Monday, March 26, 2012
In Spite of Our Differences . . .
This isn't another political rant -- it's more of a reflection on said rants and the social media. As some of you know, I'm on Facebook and that's one of the places where I find and repost many links to articles that reflect my point of view.
Facebook is a different sort of beast than blogging. Those of you who are frequent commenters here feel like real friends -- often because we read each other's blogs. I know that some of you don't enjoy talking politics, some do. I suspect that most of us have similar views but I know there are some exceptions. But that's true with my real life friends too-- we just agree to disagree.
It's different on Facebook. Over there I have around 500 friends -- some asked to be my friend because they like my books, some because they like my posts, some, I sispect, just because they were trying to build a big friends list. Some of them are blog friends or real life friends, but there are many I know next to nothing about -- I rarely ask anyone to be my friend unless I know them pretty well, but I accept pretty much any request for friendship (except for a few creepy guys.)

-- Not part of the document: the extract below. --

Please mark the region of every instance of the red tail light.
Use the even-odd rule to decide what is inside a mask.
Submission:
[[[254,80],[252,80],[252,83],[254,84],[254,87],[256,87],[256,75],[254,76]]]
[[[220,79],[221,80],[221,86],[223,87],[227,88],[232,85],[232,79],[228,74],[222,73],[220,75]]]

I was surprised when I posted a link to an article about a bill that's being considered in Congress (House of Representatives) -- a bill that would, among other things, allow doctors and hospitals to "exercise their conscience" by letting pregnant women facing emergency medical conditions die rather than performing an abortion.
There were over sixty comments -- some about the bill and some from folks who are passionately anti-abortion. (But none from anyone who actually agreed with letting women die, thank goodness.
There were comments from a woman who had an abortion many years ago and a link to her essay about coming to terms with this. There were comments from a man who was adopted because his birth mother couldn't keep him, but chose to continue the pregnancy. There were long, well-reasoned statements, passionate statements, disagreements, but the tone remained surprisingly civil.
This, I think , is where social media can shine. I like to hear other opinions -- as long no one YELLS or calls names.
Another author who is a FB 'friend' posed the question on her page: 'Why would an author post political opinions in the public forum? Isn't that a good way to lose readers?'
Well, maybe. But I'd rather speak my mind (mostly -- I do hold back when sometimes I'd like to yell and call names.)
It's a fascinating time in which we live.